By the same token, moving the paver is easier with non-contact skis. When you come to a transverse joint, or a bridge deck, you can simply raise the screed, move the paver or back it up, reset the System 5, and begin paving again. That process is much more cumbersome with a drag ski. Typically they must be removed and carried to the next location with a pickup truck.

Author Information
Daniel C. Brown is the principal of TechniComm.


Setting Up the System

To work properly, Keating's Walt Ricker says a Topcon System 5 must be set up correctly for slope control. The first step is to place your smart level on top of a straight edge across the road. (A smart level is a level with an electronic readout on it.) Mark the spot where you took the reading, and back the paver up and lower the screed down on the same spot. Next you "null out" the screed, or relax it, on the spot you read with the smart level.

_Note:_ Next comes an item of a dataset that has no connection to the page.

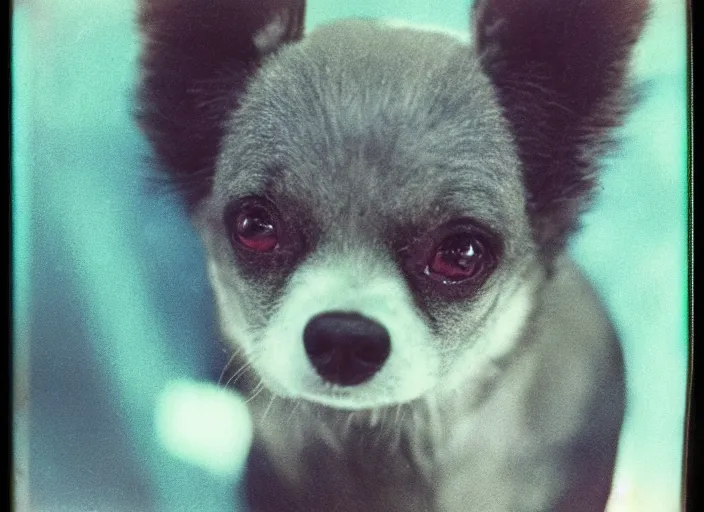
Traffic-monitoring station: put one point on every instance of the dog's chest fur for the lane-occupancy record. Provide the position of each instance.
(537, 440)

Put the System 5 in the "Survey" mode, and the reading you get on the System 5 should be the same reading you read with the smart level. You're now ready to pave in the Automatic mode.

A crucial part of running non-contact skis, says Ricker, is the location of the balance point — or center point — of the ski. You must first locate the point on the paver that is exactly the midpoint between the forward tow point and the rear pivot where the tow arm connects to the screed. That's the center of your tow arm.

Next you locate your non-contact ski relative to that midpoint of the tow arm. If you place the center of the ski exactly across from the midpoint of the tow arm, you'll get an average reaction from the screed in response to elevation changes read by the ski. If you want a slower reaction time — say you've got an irregular reference pavement — you will place the center point of the ski ahead of the tow arm center.

"For more deviations in the binder course or sub-base, I will move the ski forward to make the screed react slower," says Ricker. "You don't want your screed to be moving up and down too quickly, because your pavement won't be as smooth then."